Association of ERCC6 LoF burden with symptoms of underdiagnosed diseases
We examined the association of a burden of LoF variants in ERCC6 with clinical symptoms of three diseases (RD, atypical atrial flutter, and lymphocyte immunodeficiency) that had strong associations in burden testing. In individuals without a formal diagnosis for the three diseases, the prevalence of symptoms among carriers and a random sample of 370 non-carriers of ERCC6 LoF variants was compared via Fisher’s exact test. We manually examined physician notes in the EHR for symptoms of the three diseases while blinded to ERCC6 carrier status: 1) RD symptoms included loss of peripheral vision (e.g. “tunnel vision”), nyctalopia, loss of color vision, photophobia (e.g. “glare” or “light sensitive”), and decreased visual acuity (e.g. “difficulty reading”); 2) atypical atrial flutter symptoms included palpitations (e.g. “heart pounding”), tachycardia (e.g. “fast heart beat”), dyspnea (e.g. “shortness of breath”), angina (e.g. “chest pain”), dizziness, light-headedness, and syncope; and 3) lymphocyte immunodeficiency symptoms included recurrent bacterial infection, pulmonary infection (e.g. pneumonia, bronchitis), sinus infection (e.g. chronic sinusitis), and gastrointestinal infection (i.e. campylobacter, giardia).
RESULTS
We included 28,877 individuals from BioMe and 184,207 individuals from UKB who had genotype and phenotype data and passed quality control. Both biobanks had fewer males than females (43% males in BioMe and 45% males in UKB), with a mean age of 58 years (standard deviation [SD]=18 years) in BioMe and 56 years (SD=8.1 years) in UKB (Table 1). BioMe consisted of individuals of diverse ancestries (33% Hispanic, 24% African, and 33% European) while UKB was predominantly composed of individuals of European ancestry (94%). Cases of retinal, cardiac, and immune disorders were present in both BioMe and UKB (Table 1; Supp. Table S1). A total of 985 (3.4%) individuals in BioMe and 3,694 (2.0%) individuals in UKB were carriers of putatively deleterious ERCC6 variants, of whom 12 in BioMe and 39 in UKB had more than one putatively deleterious allele, with a maximum of three putatively deleterious alleles in one carrier from UKB (Supp. Table S2 and Supp. Table S3).
Table 1.
Overview of demographic and clinical traits in the BioMe Biobank and UK Biobank.

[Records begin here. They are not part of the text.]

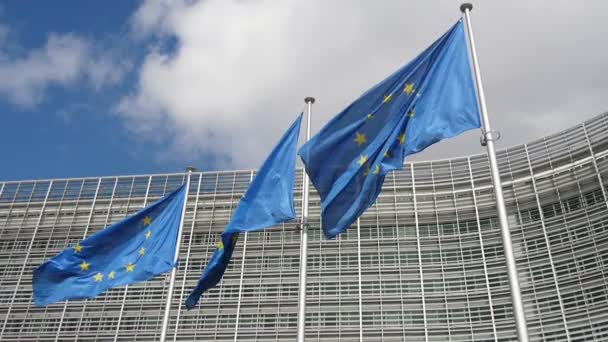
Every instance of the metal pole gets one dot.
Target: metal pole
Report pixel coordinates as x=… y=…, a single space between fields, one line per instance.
x=304 y=235
x=181 y=294
x=359 y=279
x=488 y=139
x=165 y=326
x=238 y=303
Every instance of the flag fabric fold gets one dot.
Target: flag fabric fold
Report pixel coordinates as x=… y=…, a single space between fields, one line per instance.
x=132 y=250
x=267 y=202
x=431 y=98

Trait | BioMe (n=28,877) | UKB (n=184,207) |
---|---|---|
Male, n (%) | 12,338 (43) | 82,163 (45) |
Age, mean (SD) | 58 (18) | 56 (8.1) |
European, n (%) | 9,559 (33) | 173,648 (94) |
Hispanic, n (%) | 9,387 (33) | -- |
African, n (%) | 6,847 (24) | 1,904 (1.0) |
Other, n (%) | 3,023 (10) | 4,704 (2.6) |
BMI in kg/m2, mean (SD) | 28 (6.7) | 27 (4.8) |
Age-related macular degeneration, n (%) | 924 (3.2) | 3,136 (1.7) |
Retinal dystrophy, n (%) | 105 (0.36) | 62 (0.034) |
Arrhythmia, n (%) | 195 (0.68) | 1,573 (0.85) |
Atypical atrial flutter, n (%) | 62 (0.21) | 80 (0.043) |
Lymphocyte immunodeficiency, n (%) | 100 (0.35) | 58 (0.031) |
QRS duration in ms, mean (SD) | 91 (19) | 89 (14) |
IgM level in mg/dL, mean (SD) | 116 (105) | -- |
IgG level in mg/dL, mean (SD) | 1,316 (635) | -- |
Overview of demographic and clinical traits in the BioMe Biobank (BioMe) and UK Biobank (UKB). n, number; SD, standard deviation; ms, milliseconds; other, includes Asian, Pacific Islander, Native American and miscellaneous ancestries in BioMe, and Asian and miscellaneous ancestries in UKB
no Hispanic ancestry individuals are in UKB and immunoglobulin data is not available in UKB.
We performed a meta-analysis of the association of a burden of putatively deleterious variants in ERCC6 with the targeted set of pleiotropic phenotypes across BioMe and UKB. We first assessed a burden of putatively deleterious variants in ERCC6 for association with the retinal disorders RD and AMD (Figure 1). In the primary analysis, a burden of putatively deleterious ERCC6 variants was significantly associated with RD (OR=2.6, 95% CI 1.5–4.6; P=8.7 × 10−4) and nominally associated with AMD (OR=1.3, 95% CI 1.1–1.5; P=8.2 × 10−3). In the sensitivity analyses stratified by variant type, a burden of LoF ERCC6 variants was significantly and strongly associated with RD (OR=12, 95% CI 4.0–39; P=1.5 × 10−5) while a burden of deleterious missense variants in ERCC6 was significantly associated with AMD (OR=1.3, 95% CI 1.1–1.6; P=1.8 × 10−3).
Figure 1.
Meta-analysis of a burden of putatively deleterious ERCC6 variants on odds of retinal, cardiac, and immune disorders in the BioMe Biobank and UK Biobank.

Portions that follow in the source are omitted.